It’s very easy to feel worried and anxious about an incoming storm while you are watching the news. However, all you are seeing are snippets of the activity here and there. It’s difficult for traditional forms of media to capture the entire magnitude of Hurricane Irma. However, NASA did a very excellent job at letting us know of Irma's true magnitude.
While we are down on Earth witnessing and experiencing the storm first hand or through the television, the astronauts on the International Space Station got a unique perspective of the storm, which showed its true scale.
NASA astronaut, Randy Bresnik, snapped an image of Hurricane Irma when it was nearing Cuba, which he posted on his Twitter account!
No, the picture above is not an image that's been generated by a computer like the one that you would see during a local weather forecast. It’s an actual image of our planet taken from space. The massive wisp which has spirals coming from the center of its eye is actually Hurricane Irma.
"Tonight, many people are in the path and wake of Hurricane Irma," the caption of the tweet read.
Bresnik’s tweet was shared almost a thousand times and it has received more than 15,000 likes. The hurricane looked even more menacing in the photo that Bresnik shot when the storm moved on its way towards Florida. The image was given a caption of: "The tentacles of Hurricane Irma's bow waves are clawing their way up Florida..."
Bresnik even captured the impact of Hurricane Irma on the islands that were in its path including Turks and Caicos.
"What a difference 1 single week makes; Turks and Caicos Islands before and after Hurricane Irma," says Bresnik.

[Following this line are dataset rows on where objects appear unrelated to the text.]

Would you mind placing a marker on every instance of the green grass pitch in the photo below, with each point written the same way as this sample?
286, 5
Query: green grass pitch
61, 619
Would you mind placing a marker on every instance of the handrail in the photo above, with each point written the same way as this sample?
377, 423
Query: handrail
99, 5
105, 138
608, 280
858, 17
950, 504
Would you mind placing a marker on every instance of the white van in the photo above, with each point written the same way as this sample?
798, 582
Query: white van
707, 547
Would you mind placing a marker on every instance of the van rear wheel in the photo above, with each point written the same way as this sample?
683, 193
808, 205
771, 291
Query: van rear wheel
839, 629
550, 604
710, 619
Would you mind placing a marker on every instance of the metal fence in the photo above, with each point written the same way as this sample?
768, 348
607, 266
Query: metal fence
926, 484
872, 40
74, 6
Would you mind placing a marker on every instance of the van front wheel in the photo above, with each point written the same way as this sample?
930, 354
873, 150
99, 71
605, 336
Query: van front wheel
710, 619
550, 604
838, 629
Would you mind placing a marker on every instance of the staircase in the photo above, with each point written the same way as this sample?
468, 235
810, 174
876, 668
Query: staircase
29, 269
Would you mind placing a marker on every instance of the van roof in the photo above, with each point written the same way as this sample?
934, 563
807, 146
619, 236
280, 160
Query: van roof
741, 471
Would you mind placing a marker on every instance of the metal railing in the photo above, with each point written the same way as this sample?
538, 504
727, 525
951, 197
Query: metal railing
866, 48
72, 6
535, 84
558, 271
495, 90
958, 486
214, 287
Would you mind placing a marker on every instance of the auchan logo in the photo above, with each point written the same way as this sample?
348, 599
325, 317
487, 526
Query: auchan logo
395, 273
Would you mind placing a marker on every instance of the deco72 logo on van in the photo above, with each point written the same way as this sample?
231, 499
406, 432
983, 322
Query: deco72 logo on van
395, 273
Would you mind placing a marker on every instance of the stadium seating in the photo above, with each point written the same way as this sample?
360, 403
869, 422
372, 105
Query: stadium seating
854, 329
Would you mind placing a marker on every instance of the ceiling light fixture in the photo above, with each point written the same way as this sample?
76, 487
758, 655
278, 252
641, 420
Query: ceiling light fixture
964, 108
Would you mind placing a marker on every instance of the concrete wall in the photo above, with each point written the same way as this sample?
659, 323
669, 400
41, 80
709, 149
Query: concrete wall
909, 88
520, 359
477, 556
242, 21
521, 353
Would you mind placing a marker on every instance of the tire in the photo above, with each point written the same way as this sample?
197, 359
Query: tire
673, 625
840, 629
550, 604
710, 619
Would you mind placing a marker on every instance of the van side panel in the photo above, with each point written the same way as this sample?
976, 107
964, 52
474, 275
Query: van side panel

Bresnik became a NASA astronaut back in 2004. He was watching the hurricane about 260 miles from Earth and now is following another hurricane, Hurricane Jose. Although Bresnik thinks that Jose isn't as big or as destructive as Irma, there’s still a possibility that it will have disastrous effects, especially to the areas that have been hit by the two previous storms.
"Hurricane Irma is massive. As for Hurricane Jose, it is not as big but it will be destructive to the areas that have been previously hit," says Bresnik.
Bresnik also served in the US Marine Corps as Second Lieutenant. He’s giving us and the entire world an entirely different take on storm and hurricane watching. What’s shocking is how something that’s so destructive on Earth can look almost serene and beautiful from above.
The extreme flooding caused by Hurricane Harvey forced Houston's Johnson Space Center to close but leave essential personnel in order to keep astronauts including Bresnik safe and healthy while in the Space Station. The working personnel have families and homes that were faced with high winds and flooding.